Still, a major backlog of affordable housing exists. The nine-county region has over 40,000 affordable units in the construction pipeline that are stalled as they await financing, according to a recent report from the affordable housing financing group Enterprise Community Partners and the Bay Area Housing Financing Authority, known as BAHFA.
That’s why many housing advocates are backing an unprecedented $20 billion regional bond that would get many of these projects off the ground. BAHFA is scheduled to vote June 26 on whether to authorize the bond measure for November ballots.
“It’ll be a game changer,” Levin said.
There’s still the task of getting cities long wary of approving any kind of housing — let alone low-income housing — to sign off on these projects.

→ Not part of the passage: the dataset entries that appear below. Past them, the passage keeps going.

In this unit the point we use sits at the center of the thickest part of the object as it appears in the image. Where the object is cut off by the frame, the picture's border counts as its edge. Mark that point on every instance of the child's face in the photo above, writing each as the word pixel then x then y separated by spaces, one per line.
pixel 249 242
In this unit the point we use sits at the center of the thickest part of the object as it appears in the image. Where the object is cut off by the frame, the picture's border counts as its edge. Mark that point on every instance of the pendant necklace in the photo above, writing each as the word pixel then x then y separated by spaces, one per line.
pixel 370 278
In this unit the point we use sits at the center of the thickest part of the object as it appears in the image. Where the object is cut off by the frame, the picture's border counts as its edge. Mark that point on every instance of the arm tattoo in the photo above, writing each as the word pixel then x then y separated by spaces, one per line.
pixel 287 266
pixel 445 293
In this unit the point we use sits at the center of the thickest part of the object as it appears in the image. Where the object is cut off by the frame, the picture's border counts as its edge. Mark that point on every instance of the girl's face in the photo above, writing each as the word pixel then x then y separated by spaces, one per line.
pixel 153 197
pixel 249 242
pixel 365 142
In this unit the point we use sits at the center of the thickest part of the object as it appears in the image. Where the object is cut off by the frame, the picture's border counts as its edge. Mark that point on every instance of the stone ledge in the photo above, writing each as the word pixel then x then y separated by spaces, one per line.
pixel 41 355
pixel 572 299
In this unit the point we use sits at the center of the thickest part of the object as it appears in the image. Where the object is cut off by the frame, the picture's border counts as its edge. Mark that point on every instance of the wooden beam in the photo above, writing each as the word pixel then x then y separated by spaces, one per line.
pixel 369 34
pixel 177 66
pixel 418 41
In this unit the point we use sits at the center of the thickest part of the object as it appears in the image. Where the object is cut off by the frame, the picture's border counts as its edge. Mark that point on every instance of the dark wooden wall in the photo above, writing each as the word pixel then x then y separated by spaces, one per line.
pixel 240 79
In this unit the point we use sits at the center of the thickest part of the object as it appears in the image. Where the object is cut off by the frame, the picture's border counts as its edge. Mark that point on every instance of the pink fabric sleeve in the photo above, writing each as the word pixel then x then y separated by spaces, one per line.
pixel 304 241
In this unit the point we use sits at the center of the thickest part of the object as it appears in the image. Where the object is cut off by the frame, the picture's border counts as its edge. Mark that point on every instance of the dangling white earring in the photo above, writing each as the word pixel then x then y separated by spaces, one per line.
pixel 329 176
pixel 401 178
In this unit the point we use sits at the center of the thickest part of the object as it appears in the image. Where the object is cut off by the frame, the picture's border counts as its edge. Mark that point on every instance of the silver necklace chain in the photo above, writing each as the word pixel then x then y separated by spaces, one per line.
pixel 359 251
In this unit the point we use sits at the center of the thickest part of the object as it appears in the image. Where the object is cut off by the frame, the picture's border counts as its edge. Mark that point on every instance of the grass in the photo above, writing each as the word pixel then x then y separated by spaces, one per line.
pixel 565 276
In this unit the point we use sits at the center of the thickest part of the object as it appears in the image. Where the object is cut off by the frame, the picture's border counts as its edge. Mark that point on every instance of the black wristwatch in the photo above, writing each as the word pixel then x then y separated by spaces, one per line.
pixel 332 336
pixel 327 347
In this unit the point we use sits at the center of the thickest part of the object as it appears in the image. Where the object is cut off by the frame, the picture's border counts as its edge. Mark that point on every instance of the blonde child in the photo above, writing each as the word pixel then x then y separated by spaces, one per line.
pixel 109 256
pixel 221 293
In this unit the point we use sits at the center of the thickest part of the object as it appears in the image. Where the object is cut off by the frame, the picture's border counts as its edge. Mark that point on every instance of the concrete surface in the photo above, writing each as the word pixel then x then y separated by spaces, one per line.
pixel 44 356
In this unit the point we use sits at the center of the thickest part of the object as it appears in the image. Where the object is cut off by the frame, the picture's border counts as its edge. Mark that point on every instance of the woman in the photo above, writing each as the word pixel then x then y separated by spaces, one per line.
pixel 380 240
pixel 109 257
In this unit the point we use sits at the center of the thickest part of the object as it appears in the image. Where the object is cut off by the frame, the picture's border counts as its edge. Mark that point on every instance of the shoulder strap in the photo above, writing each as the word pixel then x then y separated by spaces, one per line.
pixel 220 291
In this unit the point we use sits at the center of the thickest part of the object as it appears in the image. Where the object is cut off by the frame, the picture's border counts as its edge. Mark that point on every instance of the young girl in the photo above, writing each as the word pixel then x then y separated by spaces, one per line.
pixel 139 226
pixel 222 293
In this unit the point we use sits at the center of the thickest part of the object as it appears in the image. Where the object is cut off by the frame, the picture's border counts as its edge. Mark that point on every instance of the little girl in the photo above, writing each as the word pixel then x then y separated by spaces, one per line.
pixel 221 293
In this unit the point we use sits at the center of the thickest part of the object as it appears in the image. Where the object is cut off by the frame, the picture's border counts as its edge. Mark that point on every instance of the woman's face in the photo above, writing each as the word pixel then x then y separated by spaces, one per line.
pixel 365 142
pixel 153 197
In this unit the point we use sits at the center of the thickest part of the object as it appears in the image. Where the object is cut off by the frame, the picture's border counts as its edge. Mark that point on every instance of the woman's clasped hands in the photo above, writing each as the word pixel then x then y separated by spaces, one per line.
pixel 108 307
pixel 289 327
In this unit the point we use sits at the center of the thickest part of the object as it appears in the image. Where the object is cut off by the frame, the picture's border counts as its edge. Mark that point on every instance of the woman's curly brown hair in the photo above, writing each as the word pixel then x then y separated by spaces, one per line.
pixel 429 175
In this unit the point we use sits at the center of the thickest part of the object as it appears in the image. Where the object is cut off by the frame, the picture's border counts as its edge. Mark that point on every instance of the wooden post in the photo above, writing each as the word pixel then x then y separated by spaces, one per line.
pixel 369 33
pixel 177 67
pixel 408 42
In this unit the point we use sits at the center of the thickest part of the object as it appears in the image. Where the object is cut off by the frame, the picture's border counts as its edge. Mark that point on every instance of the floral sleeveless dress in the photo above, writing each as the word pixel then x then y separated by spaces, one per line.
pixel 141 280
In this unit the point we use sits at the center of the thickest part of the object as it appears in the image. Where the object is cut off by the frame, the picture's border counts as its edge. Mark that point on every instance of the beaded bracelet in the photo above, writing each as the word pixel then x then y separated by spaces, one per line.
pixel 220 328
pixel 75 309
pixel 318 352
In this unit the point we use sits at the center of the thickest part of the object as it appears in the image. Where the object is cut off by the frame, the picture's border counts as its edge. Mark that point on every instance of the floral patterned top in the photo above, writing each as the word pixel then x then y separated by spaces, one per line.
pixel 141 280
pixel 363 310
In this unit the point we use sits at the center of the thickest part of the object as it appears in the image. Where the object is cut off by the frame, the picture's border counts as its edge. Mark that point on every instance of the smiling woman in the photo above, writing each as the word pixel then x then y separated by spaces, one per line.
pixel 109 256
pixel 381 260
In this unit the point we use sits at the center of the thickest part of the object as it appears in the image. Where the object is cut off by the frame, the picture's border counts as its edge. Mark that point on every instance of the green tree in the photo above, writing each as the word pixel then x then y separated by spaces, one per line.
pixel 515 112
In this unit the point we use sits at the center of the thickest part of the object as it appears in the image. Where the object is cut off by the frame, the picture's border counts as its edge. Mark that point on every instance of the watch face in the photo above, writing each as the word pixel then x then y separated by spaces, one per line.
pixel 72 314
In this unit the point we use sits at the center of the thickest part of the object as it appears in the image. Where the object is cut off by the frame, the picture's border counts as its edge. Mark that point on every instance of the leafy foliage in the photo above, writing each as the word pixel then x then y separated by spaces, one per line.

Some of the state’s new streamlining laws leave them no choice, however, forcing locals to accept projects with certain amounts of affordable housing. Housing advocates expect the new laws will also speed along market-rate housing once economic conditions turn back in developers’ favor.
“I’ve never really expected 2023 or 2024 to be good years for housing production,” said Corey Smith, executive director of the Housing Action Coalition, which has lobbied for some of the major housing reforms. “But we’re passing a lot of laws to make it easier in 2026, 2027 and 2028.”